|
Archive
BALANCED MEASURES STUDY
KAISER PERMANENTE – CORPORATE HQ
SITE: Conference Call with Kaiser Permanente - Corporate
DATE: May 5, 1999
TIME: 2:30 – 3:30 PM
PARTICIPANTS: Deb Lowry, Director Market Performance Appraisal
Group, Kaiser Permanente, Oakland California
NPR Team: Betsy Currie, Amy Hertz, Curt Marshall, Kathy Monahan
OVERVIEW:
- Kaiser Permanente (KP) is one of the nations leading health care organizations.
It is a non-profit, group-practice health maintenance organization (HMO) with
headquarters in Oakland, California. Kaiser Permanente serves members in 18
states and the District of Columbia. Kaiser Permanente has more than 90,000
technical, administrative and clerical employees and 10,000 group-practice
physicians representing all specialties. There are 8.6 million voluntarily
enrolled members, most of whom join through their employer.

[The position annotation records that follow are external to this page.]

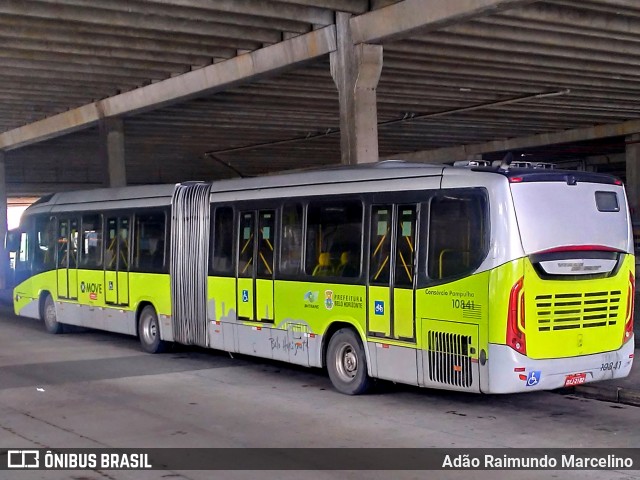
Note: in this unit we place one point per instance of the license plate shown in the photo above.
(575, 379)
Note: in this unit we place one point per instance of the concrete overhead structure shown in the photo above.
(267, 86)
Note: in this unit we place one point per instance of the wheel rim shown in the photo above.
(149, 329)
(346, 362)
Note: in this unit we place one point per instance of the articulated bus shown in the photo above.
(491, 280)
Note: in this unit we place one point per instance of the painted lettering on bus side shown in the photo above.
(86, 287)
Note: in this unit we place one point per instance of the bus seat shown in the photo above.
(452, 262)
(324, 266)
(346, 267)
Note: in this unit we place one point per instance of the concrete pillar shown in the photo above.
(4, 256)
(112, 140)
(356, 71)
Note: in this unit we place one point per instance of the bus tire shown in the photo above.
(50, 317)
(149, 331)
(347, 363)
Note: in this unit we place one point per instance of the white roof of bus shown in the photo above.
(383, 170)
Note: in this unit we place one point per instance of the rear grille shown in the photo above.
(566, 311)
(449, 360)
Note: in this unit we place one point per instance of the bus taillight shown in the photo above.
(628, 325)
(516, 338)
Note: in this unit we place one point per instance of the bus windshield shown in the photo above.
(555, 215)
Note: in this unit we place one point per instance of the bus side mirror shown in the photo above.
(12, 241)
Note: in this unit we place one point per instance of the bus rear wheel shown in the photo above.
(347, 363)
(149, 331)
(50, 318)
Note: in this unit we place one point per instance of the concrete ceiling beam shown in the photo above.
(102, 16)
(272, 10)
(539, 140)
(411, 17)
(205, 80)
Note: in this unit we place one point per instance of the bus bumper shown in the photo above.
(511, 372)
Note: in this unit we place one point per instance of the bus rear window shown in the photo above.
(607, 202)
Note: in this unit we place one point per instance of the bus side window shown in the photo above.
(291, 249)
(457, 233)
(334, 235)
(245, 254)
(149, 249)
(380, 267)
(45, 249)
(405, 245)
(91, 248)
(266, 227)
(222, 256)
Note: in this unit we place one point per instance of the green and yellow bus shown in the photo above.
(487, 279)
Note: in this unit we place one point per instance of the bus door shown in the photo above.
(67, 258)
(391, 272)
(255, 281)
(255, 266)
(116, 265)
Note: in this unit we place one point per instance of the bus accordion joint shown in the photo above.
(516, 337)
(628, 325)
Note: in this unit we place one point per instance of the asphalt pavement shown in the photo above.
(622, 390)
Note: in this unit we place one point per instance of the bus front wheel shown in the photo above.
(50, 317)
(149, 331)
(347, 363)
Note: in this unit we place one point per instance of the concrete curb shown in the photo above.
(622, 395)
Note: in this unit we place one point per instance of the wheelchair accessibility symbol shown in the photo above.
(534, 378)
(378, 307)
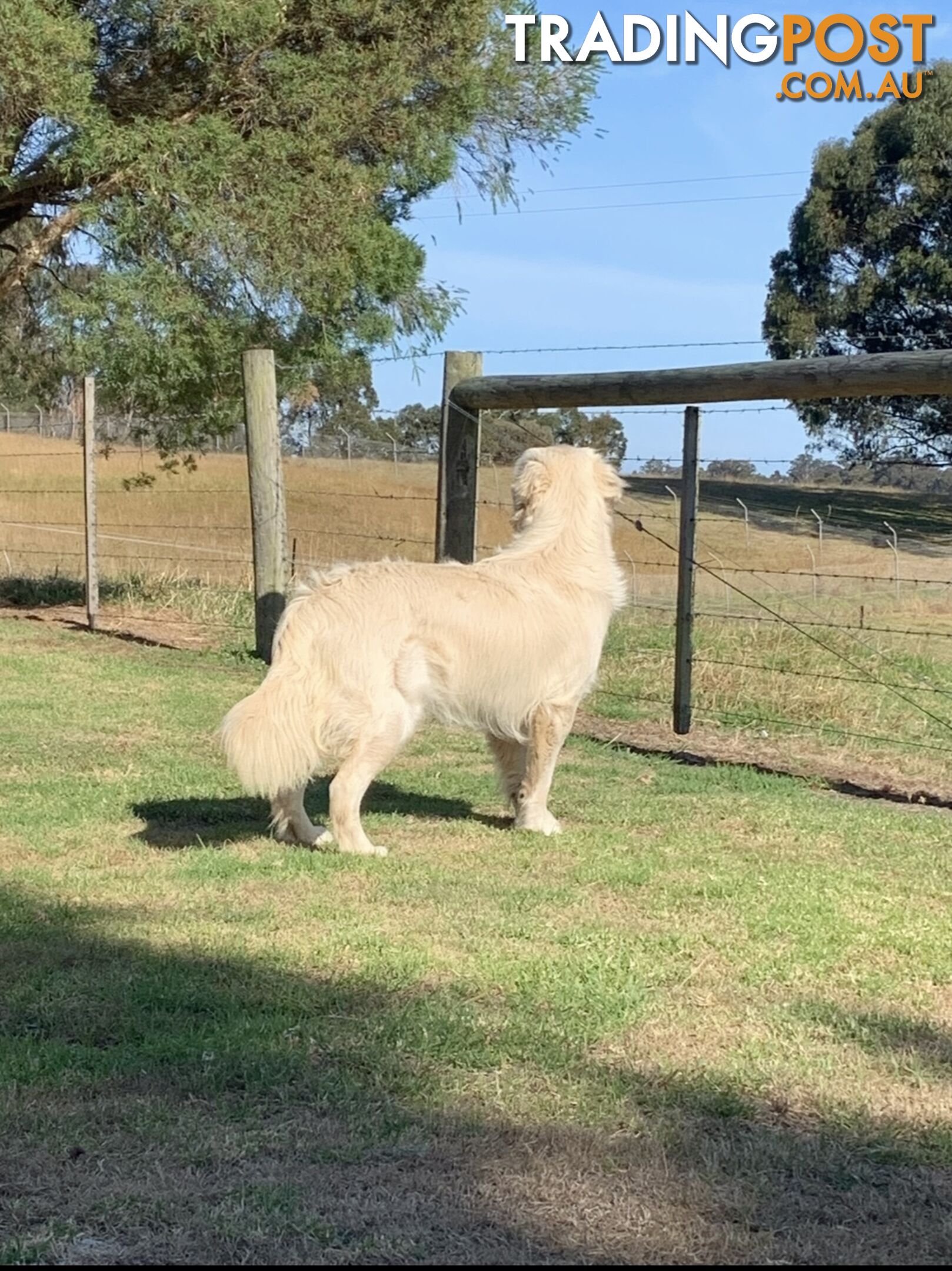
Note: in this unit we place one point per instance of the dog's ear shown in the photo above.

- KP has been involved in a formal performance measurement process for about
5 years. The corporate wide scorecard is undergoing some redevelopment and
is currently not in use. Each region also uses their own scorecard based on
various indices.
- From a broad "Scorecard" perspective, the focus is on
- Quality of Services
- Satisfaction with service and care
- Outcome of Services
- Affordability
- Accessibility
- Availability
ESTABLISHING A BALANCED SET OF MEASURES:
- KP’s mission is to provide care of the high quality health care and to improve
the health of its members and communities. Quality is measured by effective
individual clinical treatment, patient and customer satisfaction with services
received, efficiency at all levels, and appropriate use of resources to improve
the health status of its membership
- KP is working on alignment and standardization of these measures and incorporating
them into the budgeting and planning
- Criteria for use of measures into the balanced corporate view:
- Data is available and consistently available across the organization
- External numbers for benchmarks or comparisons exist (i.e. HEDIS quality
measures)
- Balance between local and national measures; and leading and lagging indicators
- Timeliness
- Moving toward more outcome based measures
- Focus on consistent use of measures that conform across the organization,
increase sharing of information.
- Focus on metrics that represent policies of performance
ACCOUNTABILITY:
- Identify measures and data in collaboration with Regions
- Rely on the local data
- Outside auditors review HEDIS performance measures. Compliance with outside
accreditation organizations
- Quarterly Performance Management meetings are held with the senior leaders
in each KP Region. Provides a better understanding of issues and trends across
the country (similar/unique). Fosters a dialogue around performance and metrics
- Some incentives tied to quality, service and financial performance includes
some labor unions; some medical groups; some management levels. This varies
by location.
DATA COLLECTION AND REPORTING:
- Monthly reporting
- Monthly teleconferences with the regions to ensure data consistency
- Each KP region has their own information system. Collection of data occurs
electronically or by facsimile from the Region to the corporate office.
ANALYSIS AND REVIEW:
- KP continues to repackage the performance results and information to catch
people’s attention. Keep it fresh
- Internal reporting to employees
- Introduce performance measures to management – conducting monthly and quarterly
monitoring process
- Intranet used to share results
EVALUATING AND UTILIZING AND REPORTING TO CUSTOMERS AND STAKEHOLDERS:
- Partner with Communications Dept. to promote performance improvement testimonies
- Public opinion important to KP
- Customer Surveys –
- Individual members and non-members – quarterly surveys
- Private purchasers and non-purchasers– less frequently
- Employee surveys measure satisfaction and quality in work environment
STRATEGIC PLANNING:
- Benchmark with other HMOs and NCQA
BEST PRACTICES:
- Established labor/management partnership two years ago to develop performance
metrics from the labor point of view
- Each Region selects what works well (i.e. Northeast Region sent out a quarterly
scorecard along with each employee’s paycheck)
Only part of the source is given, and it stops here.